Our understanding of the organisation of DNA present in a cell’s nucleus into higher order structures is rudimentary, but crucial to comprehend varying gene expression and phenotypes of cells in normal and diseased conditions. In particular in the first cell cycles of life following fertilisation drastic changes occur in the DNA architecture of nuclei as well as in gene expression, whereby cells become committed and restricted in contributing to important embryonic tissues. When such processes go awry, this may lead to loss of pregnancy or severe developmental disorders in later foetal or postnatal life.

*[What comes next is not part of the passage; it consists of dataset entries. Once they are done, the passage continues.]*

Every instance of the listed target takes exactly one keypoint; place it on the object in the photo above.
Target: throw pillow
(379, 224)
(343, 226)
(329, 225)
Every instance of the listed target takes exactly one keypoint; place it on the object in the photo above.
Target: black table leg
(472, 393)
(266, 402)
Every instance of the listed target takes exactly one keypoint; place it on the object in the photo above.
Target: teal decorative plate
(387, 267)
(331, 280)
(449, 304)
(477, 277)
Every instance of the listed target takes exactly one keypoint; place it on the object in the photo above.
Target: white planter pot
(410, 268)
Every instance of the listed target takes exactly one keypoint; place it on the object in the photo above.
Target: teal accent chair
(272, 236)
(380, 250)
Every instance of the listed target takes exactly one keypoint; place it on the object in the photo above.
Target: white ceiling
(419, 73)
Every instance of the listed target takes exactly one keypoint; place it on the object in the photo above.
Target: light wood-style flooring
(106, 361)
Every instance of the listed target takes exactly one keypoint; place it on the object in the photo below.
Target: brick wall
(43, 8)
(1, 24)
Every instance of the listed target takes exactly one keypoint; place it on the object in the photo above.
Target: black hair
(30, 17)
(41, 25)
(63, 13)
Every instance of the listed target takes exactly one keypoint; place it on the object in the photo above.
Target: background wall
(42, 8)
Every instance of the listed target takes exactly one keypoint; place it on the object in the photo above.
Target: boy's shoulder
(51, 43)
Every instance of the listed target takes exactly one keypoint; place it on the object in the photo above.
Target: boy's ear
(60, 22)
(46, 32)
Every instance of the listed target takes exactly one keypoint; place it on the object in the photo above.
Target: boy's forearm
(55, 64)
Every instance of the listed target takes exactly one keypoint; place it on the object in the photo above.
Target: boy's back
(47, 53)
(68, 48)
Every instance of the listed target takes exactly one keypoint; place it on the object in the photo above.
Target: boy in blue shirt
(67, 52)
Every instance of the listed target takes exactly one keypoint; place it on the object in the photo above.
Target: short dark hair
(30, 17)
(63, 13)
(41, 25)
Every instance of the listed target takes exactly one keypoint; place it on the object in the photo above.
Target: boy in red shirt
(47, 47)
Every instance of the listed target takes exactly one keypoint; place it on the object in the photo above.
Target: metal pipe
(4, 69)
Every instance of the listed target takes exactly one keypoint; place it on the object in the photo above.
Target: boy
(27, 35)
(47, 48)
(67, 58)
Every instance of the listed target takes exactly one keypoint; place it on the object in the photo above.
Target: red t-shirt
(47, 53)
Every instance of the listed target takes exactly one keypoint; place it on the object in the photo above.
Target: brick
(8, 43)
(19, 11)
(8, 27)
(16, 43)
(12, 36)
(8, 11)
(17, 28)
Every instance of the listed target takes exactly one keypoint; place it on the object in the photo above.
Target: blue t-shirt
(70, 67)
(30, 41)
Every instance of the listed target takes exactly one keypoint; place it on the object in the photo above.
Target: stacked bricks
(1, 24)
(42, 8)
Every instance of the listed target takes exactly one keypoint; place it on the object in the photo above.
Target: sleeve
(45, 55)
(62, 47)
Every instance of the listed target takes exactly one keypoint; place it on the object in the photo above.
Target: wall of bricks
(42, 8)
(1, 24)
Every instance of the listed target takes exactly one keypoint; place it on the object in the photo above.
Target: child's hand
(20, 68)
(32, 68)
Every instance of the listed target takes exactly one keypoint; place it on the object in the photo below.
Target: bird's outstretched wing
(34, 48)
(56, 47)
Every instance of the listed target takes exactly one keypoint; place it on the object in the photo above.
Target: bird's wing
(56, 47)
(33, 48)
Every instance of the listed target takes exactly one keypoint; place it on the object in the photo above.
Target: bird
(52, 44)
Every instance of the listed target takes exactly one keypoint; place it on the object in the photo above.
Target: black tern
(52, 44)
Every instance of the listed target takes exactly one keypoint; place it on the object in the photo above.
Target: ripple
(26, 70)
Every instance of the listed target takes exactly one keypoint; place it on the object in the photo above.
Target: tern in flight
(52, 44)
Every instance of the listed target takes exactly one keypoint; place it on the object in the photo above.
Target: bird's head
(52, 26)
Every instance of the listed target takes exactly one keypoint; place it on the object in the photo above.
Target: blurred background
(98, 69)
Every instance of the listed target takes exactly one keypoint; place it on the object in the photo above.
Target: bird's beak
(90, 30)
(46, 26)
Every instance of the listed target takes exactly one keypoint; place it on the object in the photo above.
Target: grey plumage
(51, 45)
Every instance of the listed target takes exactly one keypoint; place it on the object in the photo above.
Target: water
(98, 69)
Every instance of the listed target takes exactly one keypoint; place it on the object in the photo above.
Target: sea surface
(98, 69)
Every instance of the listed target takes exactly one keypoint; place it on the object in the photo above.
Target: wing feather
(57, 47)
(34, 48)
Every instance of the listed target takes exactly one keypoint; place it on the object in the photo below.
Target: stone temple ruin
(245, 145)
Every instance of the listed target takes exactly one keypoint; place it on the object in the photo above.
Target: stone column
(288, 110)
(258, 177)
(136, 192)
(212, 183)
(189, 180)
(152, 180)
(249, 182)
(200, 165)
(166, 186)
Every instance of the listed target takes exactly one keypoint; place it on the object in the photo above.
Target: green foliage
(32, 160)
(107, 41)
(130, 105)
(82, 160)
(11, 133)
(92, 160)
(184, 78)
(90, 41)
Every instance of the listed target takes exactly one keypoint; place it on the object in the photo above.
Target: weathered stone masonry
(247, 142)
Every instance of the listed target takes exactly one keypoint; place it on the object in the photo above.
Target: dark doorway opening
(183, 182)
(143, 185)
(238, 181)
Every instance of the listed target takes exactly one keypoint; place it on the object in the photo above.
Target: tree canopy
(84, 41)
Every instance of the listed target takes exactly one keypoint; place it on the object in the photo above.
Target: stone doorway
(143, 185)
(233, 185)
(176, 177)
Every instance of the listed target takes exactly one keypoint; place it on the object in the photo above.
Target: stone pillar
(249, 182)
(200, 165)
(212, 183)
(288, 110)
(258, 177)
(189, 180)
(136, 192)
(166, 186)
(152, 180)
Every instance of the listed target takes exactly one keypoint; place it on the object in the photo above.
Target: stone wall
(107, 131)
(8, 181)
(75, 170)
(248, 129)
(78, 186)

This project aims to develop and apply a novel, state-of-the-art single-cell sequencing method for studying the 3D nuclear DNA architecture as well as the expression of genes, both genome wide and of the same single cell. Application of this technology to whole human embryos in the various stages of development will provide the fundamental basis for understanding how the cells’ nuclear DNA architecture evolves during development within and across embryos, how this process is linked with gene expression and thus cellular differentiation and phenotypes, and how this process is perturbed by the numerical and structural chromosomal anomalies that often accumulate in human embryos. The technology will furthermore be portable to other tissues to understand normal organismal development, disease aetiology and ageing.